Tonight we looked at two aspects of poetry: how sound informs sense, and a little bit about form stuff. For the sound and sense we were asked to take on an exercise: write some words you just like the sound of in a sensuous kind of way, then pick one and write several more words which have similar sounds, whether it's a full-on rhyme or syllable pattern or whatever. Then find some words that "feel" like its opposite, and do the same. Finally, write a poem using a selection of the appealing words and the opposite words.




I sat there staring at my paper for a solid minute. I spent a little time in an MFA in Teaching program once upon a time, so I am aware that learning styles are not really a thing anymore. But if I were to pin myself down in one of those defunct categories, I would say I don't learn through visuals, through kinetics, or even through verbal processing, but through piss-taking. So that's how I eventually approached this exercise.


The word I liked was "twilight". I decided its opposite was "mollusk".


Here is the result:



You will note this leapt from my pen to the page without a single revision. That's how you can tell it is complete shit without even bothering to puzzle out my penmanship.


In case you're morbidly curious:


At Twilight, The Mollusk--

Down in the sighing wilds of water

Pumps the bivalve valiantly

Muscular;

Crepuscular

Crunching saline nourishments,

Under cover of the one-celled masses

This child of the Mesozoic

Endures.


(I shared this with my occasional play-writing partner. Her analysis:)


(The "occasional" is my fault)

All around me people shared their creations and some of them were very pretty; all of them had some soulful emotional tone to them--that hushed reverence again, yuck. (I tip my hat to the one classmate who wrote his poem inspired by the word "bung", though.)


Still, I admit I felt a little guilty (again, Catholic) about not taking the exercise seriously. So when our lecturer set the next exercise I tried a little harder, even though the brief made me cringe: come up with several metaphors for "what writing is" and then write a sort of manifesto poem based on one you like.

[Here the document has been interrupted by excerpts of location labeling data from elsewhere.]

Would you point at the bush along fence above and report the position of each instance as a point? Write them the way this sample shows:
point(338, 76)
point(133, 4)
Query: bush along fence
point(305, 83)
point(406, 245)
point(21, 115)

Writing about my writing (even writing this post) chafes me. But it's going to be expected of me pretty bloody often between now and July 2021, so I'd better get used to it.


I went to town during the five minutes we were given to brainstorm--one thing I've learned during my years as a marketing copywriter is how to generate a ton of options in no time at all-- and noticed upon reading them that most of my metaphors were related to housekeeping. You can see them marked with red here:


All that horrible tangle below reads:


Writing is rushing to hide the mess before the guests arrive

It's struggling with the hoover hoses, the duvet covers and the wandering carpet in the hall

Writing is setting a formal table for eight and suddenly seeing the single smudged wineglass

It's the stacking of papers, corralling of Lego, the arrangement of plants just so

And at last when the doorbell rings

Writing is dimming the lights and sparking up the candles

And hoping everyone brought liquor

The ones classmates read out talked of wanting to scream, of needing to be heard, of having big and important things to say. I didn't share mine, because I wasn't sure how I felt about what it said about me: that I write to make others feel at home.


I guess that is what I want in a way. I don't know if I want you to be comfortable all the time, though. But feel free to bring liquor.